The United Nations’ nuclear watchdog says Iran is honoring its commitments under the nuclear agreement it reached with world powers in 2015 a day after US President Donald Trump pulled Washington out of the landmark deal in defiance of international warnings.
The International Atomic Energy Agency (IAEA) issued a statement on Wednesday, reiterating that Iran is in full compliance with the terms of the Joint Comprehensive Plan of Action (JCPOA), a document that came out of years of negotiations between Iran on one the side and six world powers, namely the US, Russia, China, Germany, France, Britain, on the other, in July 2015.
“As of today, the IAEA can confirm that the nuclear-related commitments are being implemented by Iran,” said a statement by Yukiya Amano, director general of the Agency, which is tasked with monitoring the technical aspect of the JCPOA’s implementation.
The announcement came hours after Trump officially declared that his country is pulling out of the JCPOA, saying Washington will not only reinstate the anti-Iran sanctions that were lifted as part of the deal, but will also “be instituting the highest level of economic” bans against the Islamic Republic.
Trump made no mention in his Tuesday announcement about any act by Iran that could be interpreted as a violation of the JCPOA’s terms. He only lashed out at the deal, saying it had “weak” limits on Tehran’s nuclear program.
However, the IAEA statement contradicted Trump’s claim and said, “Iran is subject to the world’s most robust nuclear verification regime under the JCPOA, which is a significant verification gain.”
Amano had said in March that the JCPOA had enabled the body’s inspectors to closely monitor Iran’s nuclear activities.
“Our inspection work has doubled since 2013. IAEA inspectors now spend 3,000 calendar days per year on the ground in Iran,” said Amano back then, adding that JCPOA’s failure “would be a great loss for nuclear verification and for multilateralism.”
Trump’s controversial announcement came despite recurrent calls from other parties to the JCPOA as well as the entire international community for the US to keep its side of the accord, which has been hailed by the world community as a victory for international diplomacy and teamwork.
Germany, Britain and France as well as the European Union have announced that they would remain in the agreement, insisting that the JCPOA is functioning properly.
The EU, Russia, China and Turkey rally behind Iran, trying to salvage the international nuclear pact after President Donald Trump pulled the United States out of the landmark accord.
The IAEA statement went on to say that it will continue to monitor Iran’s commitment to the deal despite US withdrawal from the agreement, which has been endorsed by UN Security Council Resolution 2231.

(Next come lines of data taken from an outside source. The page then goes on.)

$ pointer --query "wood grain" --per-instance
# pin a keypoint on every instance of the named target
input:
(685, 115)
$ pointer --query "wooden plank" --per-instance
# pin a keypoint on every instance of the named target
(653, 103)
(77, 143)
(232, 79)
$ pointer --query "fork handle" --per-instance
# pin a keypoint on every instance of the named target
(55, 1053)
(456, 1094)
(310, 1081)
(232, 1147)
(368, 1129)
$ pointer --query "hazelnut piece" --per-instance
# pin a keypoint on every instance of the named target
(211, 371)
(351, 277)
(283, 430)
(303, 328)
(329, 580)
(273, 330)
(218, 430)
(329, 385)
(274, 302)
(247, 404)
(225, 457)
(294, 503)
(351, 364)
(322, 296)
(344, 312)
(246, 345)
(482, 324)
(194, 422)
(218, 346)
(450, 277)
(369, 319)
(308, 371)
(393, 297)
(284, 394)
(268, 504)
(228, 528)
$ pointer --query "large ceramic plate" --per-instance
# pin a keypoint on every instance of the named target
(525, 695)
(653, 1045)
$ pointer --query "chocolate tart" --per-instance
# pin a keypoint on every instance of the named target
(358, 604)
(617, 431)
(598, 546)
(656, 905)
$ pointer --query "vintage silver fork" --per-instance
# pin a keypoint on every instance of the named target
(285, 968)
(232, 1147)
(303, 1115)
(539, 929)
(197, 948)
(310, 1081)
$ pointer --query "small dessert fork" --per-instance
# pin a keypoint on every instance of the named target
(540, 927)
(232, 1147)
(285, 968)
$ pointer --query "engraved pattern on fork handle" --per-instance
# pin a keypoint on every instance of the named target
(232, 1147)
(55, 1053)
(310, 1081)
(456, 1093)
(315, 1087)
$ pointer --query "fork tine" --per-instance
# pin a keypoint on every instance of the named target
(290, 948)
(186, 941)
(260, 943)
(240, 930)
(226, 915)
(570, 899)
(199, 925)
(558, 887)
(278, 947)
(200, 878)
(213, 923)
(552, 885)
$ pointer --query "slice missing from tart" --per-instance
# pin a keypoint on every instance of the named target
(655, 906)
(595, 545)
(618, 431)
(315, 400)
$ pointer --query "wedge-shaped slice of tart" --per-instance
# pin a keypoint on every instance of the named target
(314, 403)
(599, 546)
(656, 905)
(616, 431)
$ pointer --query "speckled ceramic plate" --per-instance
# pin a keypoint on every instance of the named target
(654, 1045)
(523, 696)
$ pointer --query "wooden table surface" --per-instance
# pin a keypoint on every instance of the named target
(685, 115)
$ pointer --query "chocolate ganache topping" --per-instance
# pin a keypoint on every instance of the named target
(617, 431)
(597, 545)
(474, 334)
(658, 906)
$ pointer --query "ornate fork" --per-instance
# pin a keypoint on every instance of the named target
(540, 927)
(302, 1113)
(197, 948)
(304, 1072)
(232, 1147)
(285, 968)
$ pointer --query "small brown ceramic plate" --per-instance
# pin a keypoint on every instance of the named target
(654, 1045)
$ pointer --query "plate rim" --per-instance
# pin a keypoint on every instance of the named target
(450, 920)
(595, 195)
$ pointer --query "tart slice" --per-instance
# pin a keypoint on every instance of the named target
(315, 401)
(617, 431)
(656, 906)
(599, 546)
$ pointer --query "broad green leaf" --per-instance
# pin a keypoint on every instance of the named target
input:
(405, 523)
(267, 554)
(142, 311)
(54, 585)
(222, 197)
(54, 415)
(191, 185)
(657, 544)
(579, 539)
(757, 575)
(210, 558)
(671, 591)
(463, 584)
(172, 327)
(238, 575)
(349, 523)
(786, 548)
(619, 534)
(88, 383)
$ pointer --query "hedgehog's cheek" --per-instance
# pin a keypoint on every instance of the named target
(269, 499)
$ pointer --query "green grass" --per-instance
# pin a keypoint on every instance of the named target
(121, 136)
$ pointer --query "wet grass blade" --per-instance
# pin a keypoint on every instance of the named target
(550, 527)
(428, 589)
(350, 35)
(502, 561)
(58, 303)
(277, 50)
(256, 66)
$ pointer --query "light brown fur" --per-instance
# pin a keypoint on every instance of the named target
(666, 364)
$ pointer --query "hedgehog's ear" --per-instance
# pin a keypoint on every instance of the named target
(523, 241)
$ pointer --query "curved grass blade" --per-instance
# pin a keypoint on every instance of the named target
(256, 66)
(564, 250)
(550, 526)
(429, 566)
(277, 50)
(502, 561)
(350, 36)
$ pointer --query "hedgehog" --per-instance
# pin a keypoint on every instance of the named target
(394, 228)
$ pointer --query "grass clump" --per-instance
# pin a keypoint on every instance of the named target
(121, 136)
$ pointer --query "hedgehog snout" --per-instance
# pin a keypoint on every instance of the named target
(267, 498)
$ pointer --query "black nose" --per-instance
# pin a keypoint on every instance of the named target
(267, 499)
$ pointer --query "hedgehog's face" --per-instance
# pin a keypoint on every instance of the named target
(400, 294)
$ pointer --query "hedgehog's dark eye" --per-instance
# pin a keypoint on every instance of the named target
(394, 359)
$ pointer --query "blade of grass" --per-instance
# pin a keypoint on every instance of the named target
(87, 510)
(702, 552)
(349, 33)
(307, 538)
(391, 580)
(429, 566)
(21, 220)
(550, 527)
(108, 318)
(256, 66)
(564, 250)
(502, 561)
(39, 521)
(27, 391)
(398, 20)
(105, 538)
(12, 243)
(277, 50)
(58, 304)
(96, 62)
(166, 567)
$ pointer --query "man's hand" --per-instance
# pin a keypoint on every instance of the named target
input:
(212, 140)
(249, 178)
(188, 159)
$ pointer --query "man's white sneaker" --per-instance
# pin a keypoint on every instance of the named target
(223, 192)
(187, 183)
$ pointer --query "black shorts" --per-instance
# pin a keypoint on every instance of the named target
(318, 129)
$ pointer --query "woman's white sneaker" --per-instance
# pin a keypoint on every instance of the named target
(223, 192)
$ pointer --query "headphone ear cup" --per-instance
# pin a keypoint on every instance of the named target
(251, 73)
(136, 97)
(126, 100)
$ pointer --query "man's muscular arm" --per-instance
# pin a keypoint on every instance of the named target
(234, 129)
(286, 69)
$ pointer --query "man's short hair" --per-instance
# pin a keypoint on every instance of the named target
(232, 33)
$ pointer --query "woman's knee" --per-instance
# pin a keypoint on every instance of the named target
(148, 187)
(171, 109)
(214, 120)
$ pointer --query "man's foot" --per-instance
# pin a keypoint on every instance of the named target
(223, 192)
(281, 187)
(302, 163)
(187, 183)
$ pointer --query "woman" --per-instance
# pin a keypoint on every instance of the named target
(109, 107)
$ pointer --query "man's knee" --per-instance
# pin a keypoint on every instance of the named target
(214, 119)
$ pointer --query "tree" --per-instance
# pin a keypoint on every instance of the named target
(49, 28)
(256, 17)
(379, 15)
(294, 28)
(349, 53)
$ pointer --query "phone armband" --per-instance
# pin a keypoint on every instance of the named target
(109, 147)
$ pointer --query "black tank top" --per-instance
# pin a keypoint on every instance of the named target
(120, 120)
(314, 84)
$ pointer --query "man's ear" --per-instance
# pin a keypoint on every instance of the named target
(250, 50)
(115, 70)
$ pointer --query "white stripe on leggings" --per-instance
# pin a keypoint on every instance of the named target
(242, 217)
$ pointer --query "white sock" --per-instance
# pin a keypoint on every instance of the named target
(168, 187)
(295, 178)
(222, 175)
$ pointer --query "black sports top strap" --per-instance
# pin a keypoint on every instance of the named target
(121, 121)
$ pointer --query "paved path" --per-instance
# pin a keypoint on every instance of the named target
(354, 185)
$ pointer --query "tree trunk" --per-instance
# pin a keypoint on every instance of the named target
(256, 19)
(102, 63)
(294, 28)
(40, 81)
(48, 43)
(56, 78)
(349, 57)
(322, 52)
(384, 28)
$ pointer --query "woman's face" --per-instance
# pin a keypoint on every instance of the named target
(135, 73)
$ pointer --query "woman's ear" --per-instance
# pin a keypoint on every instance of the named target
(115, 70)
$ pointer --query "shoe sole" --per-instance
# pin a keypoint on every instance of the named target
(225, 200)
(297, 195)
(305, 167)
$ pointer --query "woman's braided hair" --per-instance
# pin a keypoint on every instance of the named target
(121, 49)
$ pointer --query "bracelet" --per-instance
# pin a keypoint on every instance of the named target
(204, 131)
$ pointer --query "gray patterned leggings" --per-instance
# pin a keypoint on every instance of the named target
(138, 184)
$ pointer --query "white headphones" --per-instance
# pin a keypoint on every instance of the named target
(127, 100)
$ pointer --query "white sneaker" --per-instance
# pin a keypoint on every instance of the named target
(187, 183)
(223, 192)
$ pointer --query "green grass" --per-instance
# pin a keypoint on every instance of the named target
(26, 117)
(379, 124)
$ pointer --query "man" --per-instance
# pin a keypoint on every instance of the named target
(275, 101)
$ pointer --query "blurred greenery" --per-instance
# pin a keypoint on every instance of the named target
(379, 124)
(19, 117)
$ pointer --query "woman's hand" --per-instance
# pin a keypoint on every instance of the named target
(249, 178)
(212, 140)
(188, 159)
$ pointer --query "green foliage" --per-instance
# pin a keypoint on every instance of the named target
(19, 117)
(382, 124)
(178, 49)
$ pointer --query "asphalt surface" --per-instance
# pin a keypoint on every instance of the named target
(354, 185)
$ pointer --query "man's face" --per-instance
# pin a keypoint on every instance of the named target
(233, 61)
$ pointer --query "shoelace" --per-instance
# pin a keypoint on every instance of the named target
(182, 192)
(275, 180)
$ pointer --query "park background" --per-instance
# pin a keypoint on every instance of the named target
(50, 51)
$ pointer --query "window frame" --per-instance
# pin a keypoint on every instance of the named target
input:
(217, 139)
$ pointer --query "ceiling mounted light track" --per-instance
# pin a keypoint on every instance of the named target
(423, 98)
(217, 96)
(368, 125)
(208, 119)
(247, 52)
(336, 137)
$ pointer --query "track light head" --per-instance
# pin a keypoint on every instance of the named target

“As requested by the United Nations Security Council and authorized by the IAEA Board of Governors in 2015, the IAEA is verifying and monitoring Iran’s implementation of its nuclear-related commitments under the JCPOA,” said the IAEA statement.
The JCPOA went into effect in January 2016. The IAEA has since then confirmed Iran’s full compliance in numerous quarterly reports.
Inside Iran, senior officials have joined voices to condemn Trump’s attack against the JCPOA.
President Hassan Rouhani has said Iran will for now stay in the nuclear deal, and that the Foreign Ministry will be negotiating with the European countries, Russia, and China in the weeks to come before making any decision about the future of the deal.
“I have instructed the Iranian Atomic Energy Organization to take the necessary measures for future actions so that, if necessary, we can resume industrial enrichment without limit,” President Rouhani said.